林川的指尖在井沿青石板上掐出月牙印。
归墟之灵的灰雾身影在他身侧若隐若现,声音像被风吹散的碎纸片:“井……是门的‘眼’,看进去的人,会被‘七日’吞。”他喉结动了动,想起昨夜母亲日记本里“门吞七日,魂补三尺”的字迹——所谓“七日”,或许就藏在这口老井里。
“我看。”他咬着后槽牙吐出两个字,眼皮重重合上。
系统提示音在脑海里嗡鸣,【灵语共鸣·初级】的冷却时间还剩十七分钟,但此刻井里翻涌的执念波动像根烧红的铁钎,扎得他太阳穴突突直跳。
黑暗瞬间笼罩感官。再睁眼时,他站在暴雨里。
青苔裹着井壁往下淌水,八岁的小石头蹲在井沿,花布衫后背全湿了,手里那颗弹珠在雨里泛着贼亮的光。

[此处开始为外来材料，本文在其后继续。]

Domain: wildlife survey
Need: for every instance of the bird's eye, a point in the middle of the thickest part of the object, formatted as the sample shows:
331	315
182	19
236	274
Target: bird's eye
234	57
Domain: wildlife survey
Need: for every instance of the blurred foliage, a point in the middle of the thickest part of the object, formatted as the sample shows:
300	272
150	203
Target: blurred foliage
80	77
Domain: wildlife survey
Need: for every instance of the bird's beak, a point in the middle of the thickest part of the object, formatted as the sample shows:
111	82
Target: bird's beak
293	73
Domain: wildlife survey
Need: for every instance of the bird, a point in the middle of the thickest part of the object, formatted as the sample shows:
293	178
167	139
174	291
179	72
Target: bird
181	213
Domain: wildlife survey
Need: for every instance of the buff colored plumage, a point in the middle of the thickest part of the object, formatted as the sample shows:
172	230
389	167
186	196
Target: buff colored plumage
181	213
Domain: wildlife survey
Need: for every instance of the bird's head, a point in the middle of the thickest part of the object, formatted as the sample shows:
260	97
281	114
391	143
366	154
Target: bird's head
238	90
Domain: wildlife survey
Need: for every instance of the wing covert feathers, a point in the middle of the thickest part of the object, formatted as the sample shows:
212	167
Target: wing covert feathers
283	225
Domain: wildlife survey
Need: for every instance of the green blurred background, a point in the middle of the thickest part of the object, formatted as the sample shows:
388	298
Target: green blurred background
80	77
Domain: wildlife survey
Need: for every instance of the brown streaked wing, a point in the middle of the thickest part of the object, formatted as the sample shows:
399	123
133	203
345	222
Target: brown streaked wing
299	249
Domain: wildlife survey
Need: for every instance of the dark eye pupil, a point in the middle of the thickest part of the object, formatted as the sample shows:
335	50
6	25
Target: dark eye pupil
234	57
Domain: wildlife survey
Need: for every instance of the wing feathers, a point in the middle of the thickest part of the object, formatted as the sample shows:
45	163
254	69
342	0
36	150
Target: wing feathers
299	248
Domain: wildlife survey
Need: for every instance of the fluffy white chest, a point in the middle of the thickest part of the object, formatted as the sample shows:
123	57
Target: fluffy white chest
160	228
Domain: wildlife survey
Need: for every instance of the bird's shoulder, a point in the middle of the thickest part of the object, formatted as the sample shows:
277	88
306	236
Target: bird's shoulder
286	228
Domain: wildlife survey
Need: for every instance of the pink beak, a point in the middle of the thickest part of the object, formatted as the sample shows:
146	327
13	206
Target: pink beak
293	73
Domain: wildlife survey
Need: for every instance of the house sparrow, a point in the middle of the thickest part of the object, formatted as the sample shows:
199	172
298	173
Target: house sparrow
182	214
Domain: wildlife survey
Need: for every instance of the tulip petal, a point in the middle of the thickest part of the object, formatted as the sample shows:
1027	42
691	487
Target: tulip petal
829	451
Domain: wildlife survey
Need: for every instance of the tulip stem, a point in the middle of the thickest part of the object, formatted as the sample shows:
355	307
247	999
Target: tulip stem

“叮——”弹珠从指缝滑落,坠入井底时溅起的水花,混着孩子的尖叫撞进林川耳膜。
黑雾从井里涌出来了。
不是普通的阴雾,是带着腐蚀性的墨色,所过之处,井壁青苔瞬间焦黑。
一只苍白的手突然从水下伸出,指甲缝里还卡着泥,精准扣住小石头的脚踝。
孩子哭得打嗝:“爹!救我!”
井口外传来铜锣的震颤声。
林川猛地转头——陈阿公跪在黑木门前,后背佝偻得像张弓,手里的铜锣举得老高,铜面映着雨幕,泛着冷光。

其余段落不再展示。